Bullying, plus a rough childhood, plus grown ups not reaching out to a lonely kid doesn't always lead to a tragic event like at PHHS, and in no way should there ever be an excuse to do such a horrible thing, but in this case it did and the only person who will know the real reasons is Robert.
When the shooting at Columbine High School happened in 1999, I was going into high school in the fall. Needless to say, I was scared to death. If this is what happened in high school, I didn't want to go.
When the Virginia Tech shooting occurred, I was in my senior year of college and it was still scary and still confusing.
Now that this has happened basically in my backyard, I'm scared for what this means for my non-existent kids who I hoped would go to PHHS. Even more, I'm scared for what it means for my husband.
I'm so glad he wasn't there that Monday, even though not being there killed him.
He wanted so badly to help out and comfort everyone and help the kids, and not doing so literally made him sick to his stomach.
But I'm glad he was safe at home. What if it was Chris on cafeteria duty and not Jesse Wasmer, the guidance counselor who students credit for stopping the shooter? (Wasmer, coincidently, also went to PHHS along with my sister-in-law.)
He went into school later that week and got to speak to some teachers and wore the school colors, blue and gold, Friday.
Chris doesn't know the shooter, but knows the kid who was shot, Daniel Borowy.

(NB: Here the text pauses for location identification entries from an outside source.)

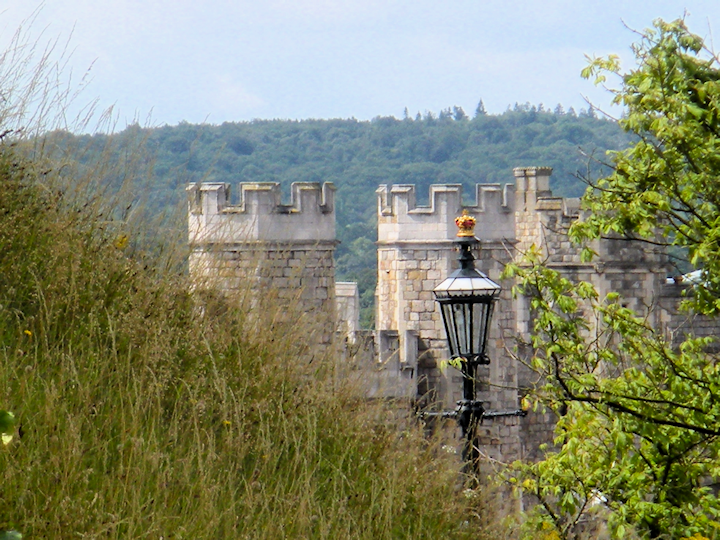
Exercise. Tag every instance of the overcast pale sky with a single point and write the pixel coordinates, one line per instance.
(233, 60)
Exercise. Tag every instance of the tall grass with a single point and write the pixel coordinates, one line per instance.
(145, 410)
(142, 416)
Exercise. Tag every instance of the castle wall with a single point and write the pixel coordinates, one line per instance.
(261, 246)
(416, 252)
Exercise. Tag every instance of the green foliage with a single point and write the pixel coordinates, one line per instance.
(667, 182)
(358, 156)
(639, 421)
(142, 412)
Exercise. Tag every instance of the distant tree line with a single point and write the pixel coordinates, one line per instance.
(447, 147)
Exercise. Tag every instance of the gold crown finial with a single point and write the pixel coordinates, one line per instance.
(466, 225)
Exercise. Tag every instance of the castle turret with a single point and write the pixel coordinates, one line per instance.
(262, 244)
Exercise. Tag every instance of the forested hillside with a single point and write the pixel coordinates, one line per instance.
(449, 147)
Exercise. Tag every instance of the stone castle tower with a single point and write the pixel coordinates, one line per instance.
(283, 249)
(289, 248)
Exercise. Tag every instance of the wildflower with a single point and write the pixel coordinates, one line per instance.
(121, 241)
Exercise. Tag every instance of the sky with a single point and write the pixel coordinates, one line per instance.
(166, 61)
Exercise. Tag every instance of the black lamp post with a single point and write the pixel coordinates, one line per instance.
(466, 299)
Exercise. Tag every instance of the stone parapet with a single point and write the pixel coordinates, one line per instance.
(260, 214)
(401, 218)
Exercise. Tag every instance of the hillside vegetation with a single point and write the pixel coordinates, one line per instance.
(146, 411)
(448, 147)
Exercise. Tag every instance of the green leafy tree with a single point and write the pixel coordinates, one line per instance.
(639, 430)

He watched Daniel sing karaoke last year where he, of course, performed a Lady Gaga song, and said people loved it and cheered him on.

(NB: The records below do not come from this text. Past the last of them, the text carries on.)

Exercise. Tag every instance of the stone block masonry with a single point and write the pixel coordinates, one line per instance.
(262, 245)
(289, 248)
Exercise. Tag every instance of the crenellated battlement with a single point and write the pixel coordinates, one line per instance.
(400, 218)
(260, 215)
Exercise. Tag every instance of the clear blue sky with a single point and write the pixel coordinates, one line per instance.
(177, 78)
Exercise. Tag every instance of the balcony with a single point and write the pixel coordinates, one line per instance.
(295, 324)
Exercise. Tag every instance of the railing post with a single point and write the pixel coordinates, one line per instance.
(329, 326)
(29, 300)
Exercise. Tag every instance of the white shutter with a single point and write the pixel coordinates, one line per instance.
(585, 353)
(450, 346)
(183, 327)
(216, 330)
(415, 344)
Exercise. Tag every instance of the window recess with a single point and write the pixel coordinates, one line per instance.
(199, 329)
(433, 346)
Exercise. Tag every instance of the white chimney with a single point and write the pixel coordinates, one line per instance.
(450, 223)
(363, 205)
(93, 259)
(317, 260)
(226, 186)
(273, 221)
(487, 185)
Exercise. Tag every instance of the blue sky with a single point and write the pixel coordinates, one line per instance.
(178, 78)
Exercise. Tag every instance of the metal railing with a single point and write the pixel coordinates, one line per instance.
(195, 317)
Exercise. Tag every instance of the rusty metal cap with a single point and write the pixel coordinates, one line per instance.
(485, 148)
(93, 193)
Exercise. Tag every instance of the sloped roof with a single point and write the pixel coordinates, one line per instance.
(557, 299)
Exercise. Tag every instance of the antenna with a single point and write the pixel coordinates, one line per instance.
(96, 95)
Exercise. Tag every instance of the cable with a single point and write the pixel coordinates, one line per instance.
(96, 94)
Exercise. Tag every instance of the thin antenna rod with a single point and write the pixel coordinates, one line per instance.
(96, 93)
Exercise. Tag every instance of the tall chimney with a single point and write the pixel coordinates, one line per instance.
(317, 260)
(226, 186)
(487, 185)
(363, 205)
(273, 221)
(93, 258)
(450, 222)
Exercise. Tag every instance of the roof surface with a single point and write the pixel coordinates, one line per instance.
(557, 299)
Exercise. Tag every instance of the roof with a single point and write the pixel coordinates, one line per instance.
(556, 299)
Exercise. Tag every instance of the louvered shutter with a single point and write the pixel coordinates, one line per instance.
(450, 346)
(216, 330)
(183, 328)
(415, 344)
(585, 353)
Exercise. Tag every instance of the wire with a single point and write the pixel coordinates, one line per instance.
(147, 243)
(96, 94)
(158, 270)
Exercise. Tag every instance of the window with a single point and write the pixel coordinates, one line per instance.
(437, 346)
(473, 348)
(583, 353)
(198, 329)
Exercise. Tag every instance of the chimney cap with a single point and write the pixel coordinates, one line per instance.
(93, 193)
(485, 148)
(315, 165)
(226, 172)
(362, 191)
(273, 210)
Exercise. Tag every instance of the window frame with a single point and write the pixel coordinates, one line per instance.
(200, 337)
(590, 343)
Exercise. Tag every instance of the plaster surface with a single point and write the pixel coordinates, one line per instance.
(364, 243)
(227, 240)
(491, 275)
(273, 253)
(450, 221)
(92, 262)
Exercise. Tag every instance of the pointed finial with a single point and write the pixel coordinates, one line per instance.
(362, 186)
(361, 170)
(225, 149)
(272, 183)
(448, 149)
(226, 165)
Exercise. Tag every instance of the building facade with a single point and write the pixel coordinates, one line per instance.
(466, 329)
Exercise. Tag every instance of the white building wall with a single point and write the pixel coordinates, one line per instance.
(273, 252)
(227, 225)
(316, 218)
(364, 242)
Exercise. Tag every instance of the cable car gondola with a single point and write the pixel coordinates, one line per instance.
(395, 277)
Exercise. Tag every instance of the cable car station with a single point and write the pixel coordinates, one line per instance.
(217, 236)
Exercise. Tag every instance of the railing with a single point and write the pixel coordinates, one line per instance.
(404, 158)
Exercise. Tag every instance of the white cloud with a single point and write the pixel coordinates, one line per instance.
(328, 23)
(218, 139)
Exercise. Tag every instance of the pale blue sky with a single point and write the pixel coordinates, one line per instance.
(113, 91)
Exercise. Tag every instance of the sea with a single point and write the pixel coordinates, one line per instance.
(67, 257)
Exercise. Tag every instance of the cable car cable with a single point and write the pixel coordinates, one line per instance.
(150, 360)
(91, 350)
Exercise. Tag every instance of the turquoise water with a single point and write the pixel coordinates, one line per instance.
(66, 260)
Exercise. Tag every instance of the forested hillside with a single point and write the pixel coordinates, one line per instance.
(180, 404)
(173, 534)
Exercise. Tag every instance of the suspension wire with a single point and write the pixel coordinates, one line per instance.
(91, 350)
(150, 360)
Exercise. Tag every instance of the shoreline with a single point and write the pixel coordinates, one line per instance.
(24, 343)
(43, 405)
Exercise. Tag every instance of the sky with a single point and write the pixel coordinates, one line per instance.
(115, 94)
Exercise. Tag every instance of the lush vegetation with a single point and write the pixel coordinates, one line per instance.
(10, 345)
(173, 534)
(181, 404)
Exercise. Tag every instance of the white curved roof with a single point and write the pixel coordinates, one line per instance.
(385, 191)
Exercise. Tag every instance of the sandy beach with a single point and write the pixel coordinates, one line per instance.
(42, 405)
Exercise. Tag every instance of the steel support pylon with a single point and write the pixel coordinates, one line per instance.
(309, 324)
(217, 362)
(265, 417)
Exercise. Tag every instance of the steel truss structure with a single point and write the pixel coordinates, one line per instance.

He would wave back to Daniel in the hallway and said he was always cheerful and smiling. Basically, he's one of the good ones.

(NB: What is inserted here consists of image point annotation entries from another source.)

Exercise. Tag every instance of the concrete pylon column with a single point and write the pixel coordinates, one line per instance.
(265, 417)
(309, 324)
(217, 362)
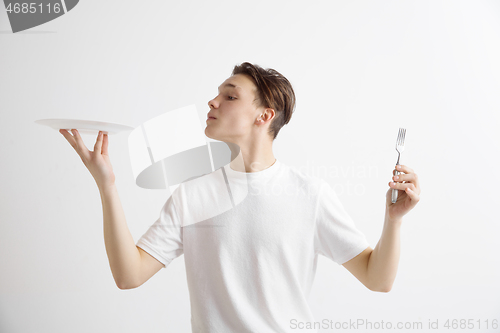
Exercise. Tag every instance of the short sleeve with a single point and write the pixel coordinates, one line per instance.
(336, 235)
(163, 239)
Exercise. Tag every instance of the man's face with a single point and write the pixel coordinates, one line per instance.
(236, 114)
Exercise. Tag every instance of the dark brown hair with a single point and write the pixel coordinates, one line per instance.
(273, 91)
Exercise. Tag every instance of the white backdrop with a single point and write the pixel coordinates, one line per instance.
(360, 70)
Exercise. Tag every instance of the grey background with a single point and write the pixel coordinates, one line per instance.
(360, 69)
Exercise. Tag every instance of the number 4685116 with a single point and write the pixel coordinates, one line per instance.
(33, 8)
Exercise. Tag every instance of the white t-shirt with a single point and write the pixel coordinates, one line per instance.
(250, 268)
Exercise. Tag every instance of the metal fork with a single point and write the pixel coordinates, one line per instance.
(400, 146)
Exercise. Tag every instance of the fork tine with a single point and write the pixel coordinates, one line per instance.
(398, 141)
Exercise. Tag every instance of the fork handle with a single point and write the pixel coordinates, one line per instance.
(394, 191)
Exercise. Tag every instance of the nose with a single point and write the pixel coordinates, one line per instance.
(213, 103)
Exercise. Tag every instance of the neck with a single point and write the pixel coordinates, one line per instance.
(251, 158)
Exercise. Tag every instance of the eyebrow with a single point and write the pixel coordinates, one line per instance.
(229, 85)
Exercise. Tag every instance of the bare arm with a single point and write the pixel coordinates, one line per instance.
(124, 257)
(377, 268)
(130, 265)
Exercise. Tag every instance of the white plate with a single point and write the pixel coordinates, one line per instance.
(84, 126)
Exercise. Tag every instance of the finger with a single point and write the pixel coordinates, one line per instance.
(402, 177)
(105, 144)
(68, 137)
(98, 143)
(80, 146)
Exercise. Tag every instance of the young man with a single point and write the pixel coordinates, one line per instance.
(251, 267)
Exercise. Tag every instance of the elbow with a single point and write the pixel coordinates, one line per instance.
(125, 286)
(382, 289)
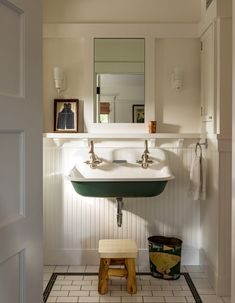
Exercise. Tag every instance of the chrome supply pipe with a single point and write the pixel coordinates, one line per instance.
(119, 202)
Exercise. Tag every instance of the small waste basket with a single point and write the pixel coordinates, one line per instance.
(165, 257)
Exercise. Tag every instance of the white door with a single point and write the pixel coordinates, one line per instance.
(20, 152)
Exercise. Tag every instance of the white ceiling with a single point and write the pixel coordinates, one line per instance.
(139, 11)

I don't know why these school shootings keep happening. I hate that they do.
School is supposed to be that one place where you don't have to worry about feeling safe.
I hate that these kids, and they really are kids, feel like this is the only way out or feel like it's the best solution to a problem that in the grand scheme of things isn't that bad and will get better.
I am thankful, however, for good people like Jesse Wasmer, kind-hearted students like Daniel, teachers who just want to help like my husband and schools like Perry Hall that can rally together and get through tough times.
You can do it, Gators. We're behind you.